Wipro’s turnaround (which aims at bridging relative performance gap versus peers)
remains a work in progress – mixed 2Q report does little to aid a decisive verdict.
Nonetheless, FY2013E EPS sees a currency-led upgrade while valuation support
prevents a downgrade. Maintain ADD. Revise TP to Rs410 (from Rs370 earlier).
2QFY12 earnings a mixed bag – volume beat negated by margin miss and poor cash flows
Wipro beat the upper-end of its revenue guidance for the first time in many quarters. Reported IT
services revenues of US$1,473 mn (+4.6% qoq, +15.7% yoy) came in 1% ahead of our
expectations and 1.5% above the upper-end of company’s constant currency revenue guidance.

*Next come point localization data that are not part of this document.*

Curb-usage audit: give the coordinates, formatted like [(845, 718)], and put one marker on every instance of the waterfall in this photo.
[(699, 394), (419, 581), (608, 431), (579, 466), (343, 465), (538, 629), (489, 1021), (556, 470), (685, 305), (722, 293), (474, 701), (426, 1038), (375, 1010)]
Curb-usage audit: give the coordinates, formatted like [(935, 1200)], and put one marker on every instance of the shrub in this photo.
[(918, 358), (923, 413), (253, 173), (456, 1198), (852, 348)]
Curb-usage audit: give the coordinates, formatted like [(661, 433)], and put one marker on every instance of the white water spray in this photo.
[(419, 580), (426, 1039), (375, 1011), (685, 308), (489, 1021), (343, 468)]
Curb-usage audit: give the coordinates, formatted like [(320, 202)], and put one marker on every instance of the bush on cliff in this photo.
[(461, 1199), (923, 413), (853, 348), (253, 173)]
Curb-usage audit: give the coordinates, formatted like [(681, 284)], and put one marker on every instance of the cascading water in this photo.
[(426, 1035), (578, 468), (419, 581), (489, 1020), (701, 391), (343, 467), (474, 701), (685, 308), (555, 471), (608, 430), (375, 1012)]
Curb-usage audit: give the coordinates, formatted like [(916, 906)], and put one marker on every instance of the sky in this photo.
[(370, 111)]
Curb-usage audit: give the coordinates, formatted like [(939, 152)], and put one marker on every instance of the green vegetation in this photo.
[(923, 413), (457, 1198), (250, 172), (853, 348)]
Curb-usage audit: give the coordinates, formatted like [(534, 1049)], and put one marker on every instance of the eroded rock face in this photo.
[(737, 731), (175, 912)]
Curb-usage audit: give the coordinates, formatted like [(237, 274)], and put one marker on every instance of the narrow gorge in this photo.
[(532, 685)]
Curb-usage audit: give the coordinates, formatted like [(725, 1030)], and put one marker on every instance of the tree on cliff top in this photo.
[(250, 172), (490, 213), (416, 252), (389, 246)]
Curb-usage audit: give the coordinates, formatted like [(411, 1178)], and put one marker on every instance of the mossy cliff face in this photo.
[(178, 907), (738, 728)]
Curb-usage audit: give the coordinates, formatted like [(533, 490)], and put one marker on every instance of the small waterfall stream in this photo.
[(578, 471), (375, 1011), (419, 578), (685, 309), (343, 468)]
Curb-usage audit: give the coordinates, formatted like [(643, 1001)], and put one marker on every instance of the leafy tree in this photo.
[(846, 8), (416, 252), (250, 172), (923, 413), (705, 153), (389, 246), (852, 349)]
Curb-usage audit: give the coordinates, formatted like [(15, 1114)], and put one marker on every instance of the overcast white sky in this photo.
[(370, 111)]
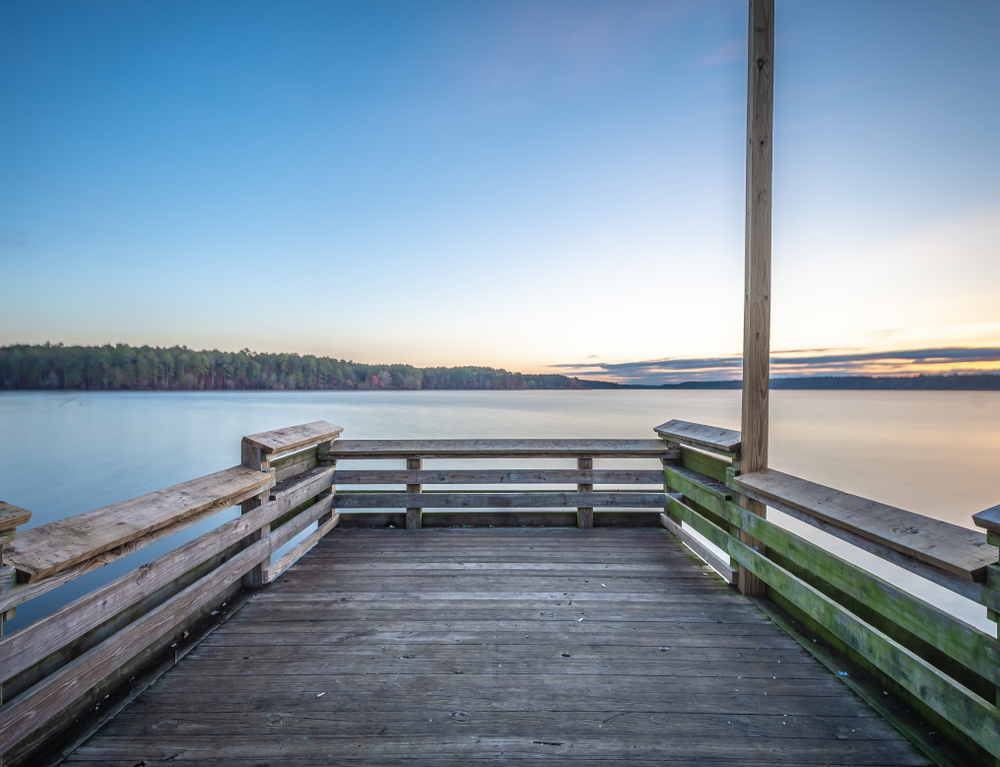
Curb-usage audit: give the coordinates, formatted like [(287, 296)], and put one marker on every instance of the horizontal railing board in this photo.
[(47, 549), (711, 437), (956, 550), (45, 700), (701, 489), (13, 593), (25, 648), (727, 571), (12, 516), (275, 569), (498, 500), (498, 448), (293, 438), (499, 477), (968, 645), (973, 715)]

Revenue growth was driven by a strong 6% volume growth even as reported offshore pricing was
down 4.1% qoq on account of effort overflow in certain fixed price contracts (this may have aided
volume growth to some extent as well). Revenue growth was aided to an extent of 2.5% from full
quarter consolidation of SAIC; organic revenue growth was 2.1% qoq (2.9% in constant currency).
IT services EBIT margins declined 200 bps qoq versus our expectation of 130 bps; margin decline
was driven by (1) full quarter impact of wage hikes effected from June 1, 2011, and (2) acquisition
consolidation impact. We were also disappointed by poor cash-flow generation during the quarter
– Wipro has seen sustained balance sheet deterioration for the past few quarters. At a
consolidated level, DSO (including unbilled) has expanded to 107 days from a low of 81 days as
late as Sep 2009; working capital cycle has increased to 77 days from 29 in the same timeframe.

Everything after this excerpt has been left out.